The Williams sisters weren't the only players who tore it up on the green lawns of London SW19. Zheng, Tamarine Tanasugarn, Alla Kudryavtseva and Agnieszka Radwanska each knocked out a Top 4 seed in the first four rounds - No.1 Ana Ivanovic, No.2 Jelena Jankovic, No.3 Maria Sharapova and No.4 Svetlana Kuznetsova, respectively - sending shockwaves through the tournament as it became the first Grand Slam in the Open Era to see its Top 4 seeds all bow out before the quarterfinals. Zheng made the most historic run, becoming the first Chinese to beat a reigning world No.1 and, after wins over lower seeds Agnes Szavay and Nicole Vaidisova, the first Chinese to reach a Grand Slam semifinal.
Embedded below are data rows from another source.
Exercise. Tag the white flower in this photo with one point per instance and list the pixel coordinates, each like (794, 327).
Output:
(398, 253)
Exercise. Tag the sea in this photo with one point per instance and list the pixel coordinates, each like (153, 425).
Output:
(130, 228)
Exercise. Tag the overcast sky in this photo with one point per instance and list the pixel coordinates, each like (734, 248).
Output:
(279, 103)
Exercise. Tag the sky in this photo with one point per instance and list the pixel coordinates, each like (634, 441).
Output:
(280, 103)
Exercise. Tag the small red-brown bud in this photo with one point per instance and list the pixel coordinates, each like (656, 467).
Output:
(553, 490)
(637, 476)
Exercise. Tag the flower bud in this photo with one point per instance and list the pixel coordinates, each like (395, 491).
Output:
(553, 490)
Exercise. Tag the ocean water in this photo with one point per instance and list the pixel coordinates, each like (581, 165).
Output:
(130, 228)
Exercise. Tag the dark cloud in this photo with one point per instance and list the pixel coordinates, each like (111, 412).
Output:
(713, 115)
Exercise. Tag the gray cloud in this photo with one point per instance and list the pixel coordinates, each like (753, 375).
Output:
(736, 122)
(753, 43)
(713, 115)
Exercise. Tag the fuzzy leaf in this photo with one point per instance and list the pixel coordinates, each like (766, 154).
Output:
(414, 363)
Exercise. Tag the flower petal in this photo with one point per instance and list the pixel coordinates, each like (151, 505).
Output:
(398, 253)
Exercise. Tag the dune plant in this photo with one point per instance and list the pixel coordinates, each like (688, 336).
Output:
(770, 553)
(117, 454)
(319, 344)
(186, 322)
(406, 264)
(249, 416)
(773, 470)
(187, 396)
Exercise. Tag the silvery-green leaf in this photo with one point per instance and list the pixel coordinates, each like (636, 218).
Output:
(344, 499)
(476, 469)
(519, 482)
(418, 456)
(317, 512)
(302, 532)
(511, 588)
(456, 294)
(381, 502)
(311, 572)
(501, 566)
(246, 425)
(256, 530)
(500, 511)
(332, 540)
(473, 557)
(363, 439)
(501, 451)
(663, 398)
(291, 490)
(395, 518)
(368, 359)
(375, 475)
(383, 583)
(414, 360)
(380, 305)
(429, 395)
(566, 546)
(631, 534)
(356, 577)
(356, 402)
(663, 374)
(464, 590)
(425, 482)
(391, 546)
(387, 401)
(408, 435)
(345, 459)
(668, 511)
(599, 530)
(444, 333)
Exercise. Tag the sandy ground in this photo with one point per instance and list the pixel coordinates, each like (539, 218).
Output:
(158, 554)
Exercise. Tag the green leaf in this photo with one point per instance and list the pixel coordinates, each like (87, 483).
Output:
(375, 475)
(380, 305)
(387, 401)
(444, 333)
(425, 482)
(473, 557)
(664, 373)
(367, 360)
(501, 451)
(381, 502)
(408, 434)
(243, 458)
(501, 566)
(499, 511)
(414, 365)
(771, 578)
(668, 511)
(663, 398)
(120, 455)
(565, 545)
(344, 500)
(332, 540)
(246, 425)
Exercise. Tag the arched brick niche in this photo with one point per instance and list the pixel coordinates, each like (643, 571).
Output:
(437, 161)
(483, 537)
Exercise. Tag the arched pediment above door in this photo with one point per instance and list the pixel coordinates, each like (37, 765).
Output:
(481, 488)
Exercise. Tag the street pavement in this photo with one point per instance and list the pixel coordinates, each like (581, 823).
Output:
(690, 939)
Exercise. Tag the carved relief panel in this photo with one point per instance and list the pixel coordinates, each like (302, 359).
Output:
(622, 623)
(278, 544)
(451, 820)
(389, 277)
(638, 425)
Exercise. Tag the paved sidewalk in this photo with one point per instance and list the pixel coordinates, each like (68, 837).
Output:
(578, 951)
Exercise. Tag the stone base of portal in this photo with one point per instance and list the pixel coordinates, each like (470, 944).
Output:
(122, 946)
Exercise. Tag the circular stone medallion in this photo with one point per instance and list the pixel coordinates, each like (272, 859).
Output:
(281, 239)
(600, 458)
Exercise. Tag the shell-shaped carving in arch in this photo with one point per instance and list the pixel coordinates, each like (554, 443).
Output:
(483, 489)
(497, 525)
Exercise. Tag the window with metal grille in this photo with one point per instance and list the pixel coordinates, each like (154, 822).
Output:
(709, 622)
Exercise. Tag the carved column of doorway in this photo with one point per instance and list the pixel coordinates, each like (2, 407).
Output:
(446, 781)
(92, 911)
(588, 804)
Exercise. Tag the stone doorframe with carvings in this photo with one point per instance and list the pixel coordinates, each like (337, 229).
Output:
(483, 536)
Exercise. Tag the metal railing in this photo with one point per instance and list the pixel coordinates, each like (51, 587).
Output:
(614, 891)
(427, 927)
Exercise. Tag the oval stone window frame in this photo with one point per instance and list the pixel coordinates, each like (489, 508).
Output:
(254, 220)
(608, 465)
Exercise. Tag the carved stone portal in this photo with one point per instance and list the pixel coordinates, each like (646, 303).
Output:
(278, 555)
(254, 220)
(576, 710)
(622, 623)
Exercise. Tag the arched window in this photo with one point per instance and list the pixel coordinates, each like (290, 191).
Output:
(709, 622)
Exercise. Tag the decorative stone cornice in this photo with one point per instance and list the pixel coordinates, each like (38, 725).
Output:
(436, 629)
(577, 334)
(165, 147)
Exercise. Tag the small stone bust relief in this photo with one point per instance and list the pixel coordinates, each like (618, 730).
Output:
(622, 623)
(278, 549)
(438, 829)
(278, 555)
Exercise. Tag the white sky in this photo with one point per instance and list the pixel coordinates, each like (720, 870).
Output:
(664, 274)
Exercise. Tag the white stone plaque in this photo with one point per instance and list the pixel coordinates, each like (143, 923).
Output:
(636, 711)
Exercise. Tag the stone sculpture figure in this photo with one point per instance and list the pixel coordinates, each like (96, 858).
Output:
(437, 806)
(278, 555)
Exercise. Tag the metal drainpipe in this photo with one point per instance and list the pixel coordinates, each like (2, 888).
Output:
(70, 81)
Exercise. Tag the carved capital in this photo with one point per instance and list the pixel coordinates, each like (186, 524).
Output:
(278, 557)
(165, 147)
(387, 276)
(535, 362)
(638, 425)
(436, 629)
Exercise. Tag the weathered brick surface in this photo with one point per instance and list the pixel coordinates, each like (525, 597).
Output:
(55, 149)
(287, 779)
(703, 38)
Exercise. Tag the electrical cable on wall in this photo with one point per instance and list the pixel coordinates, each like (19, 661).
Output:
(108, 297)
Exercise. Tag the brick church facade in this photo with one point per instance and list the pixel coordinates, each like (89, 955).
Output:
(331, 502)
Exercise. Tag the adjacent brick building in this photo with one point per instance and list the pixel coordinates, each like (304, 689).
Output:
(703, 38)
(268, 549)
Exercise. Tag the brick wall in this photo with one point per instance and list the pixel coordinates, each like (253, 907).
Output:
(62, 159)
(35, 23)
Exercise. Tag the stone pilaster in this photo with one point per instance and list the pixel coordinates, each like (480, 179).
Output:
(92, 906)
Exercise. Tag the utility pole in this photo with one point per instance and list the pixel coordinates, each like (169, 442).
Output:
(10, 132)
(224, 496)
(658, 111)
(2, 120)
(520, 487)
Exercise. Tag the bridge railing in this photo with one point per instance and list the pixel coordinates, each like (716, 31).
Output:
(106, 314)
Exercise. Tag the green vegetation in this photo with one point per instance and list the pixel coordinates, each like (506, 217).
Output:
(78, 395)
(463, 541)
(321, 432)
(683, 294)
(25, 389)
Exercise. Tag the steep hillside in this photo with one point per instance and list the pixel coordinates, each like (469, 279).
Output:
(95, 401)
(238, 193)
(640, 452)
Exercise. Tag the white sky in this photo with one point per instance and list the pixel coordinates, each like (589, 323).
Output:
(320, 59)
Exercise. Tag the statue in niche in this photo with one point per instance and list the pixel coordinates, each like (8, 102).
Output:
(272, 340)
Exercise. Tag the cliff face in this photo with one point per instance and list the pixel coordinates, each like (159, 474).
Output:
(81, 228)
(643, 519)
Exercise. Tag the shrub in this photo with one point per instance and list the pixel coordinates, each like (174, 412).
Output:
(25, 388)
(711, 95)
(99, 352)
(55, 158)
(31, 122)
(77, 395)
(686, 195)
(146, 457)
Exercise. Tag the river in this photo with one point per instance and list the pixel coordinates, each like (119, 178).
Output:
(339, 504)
The other upset artists also broke barriers: Tanasugarn would become the first Thai to reach a Grand Slam quarterfinal, Kudryavtseva earned her first career Top 10 win, and Radwanska's run secured her a spot in the Top 10 of the post-Wimbledon rankings, making her the first Polish player ever to do so.

Other players making the headlines were Bethanie Mattek-Sands, who surprised 2007 finalist Marion Bartoli for her first Top 10 win and would play the second week of a major for the first time; Ai Sugiyama, who contested her 57th consecutive Grand Slam main draw, surpassing the previous all-time record - male or female - that was held by the now retired Wayne Ferreira; and last but definitely not least Dementieva, who, despite being ranked higher than both Williams sisters, was a surprise semifinalist considering she had only been to the quarterfinals of Wimbledon once in her first nine attempts (and lost handily that time).

But for the fifth time in the last nine years the tournament belonged to Venus Williams, whose world-beating serve, glamorous groundstrokes, sharp net play, phenomenal speed and unshakable focus helped her come out on top yet again.

"I can't believe it's five; when you're in the final against Serena Williams, five seems so far away from that first point. It's unbelievable, especially with some of the injuries I've had. It's so rewarding to perform here and to know that every time I come back I have the ultimate chance to play well and make history."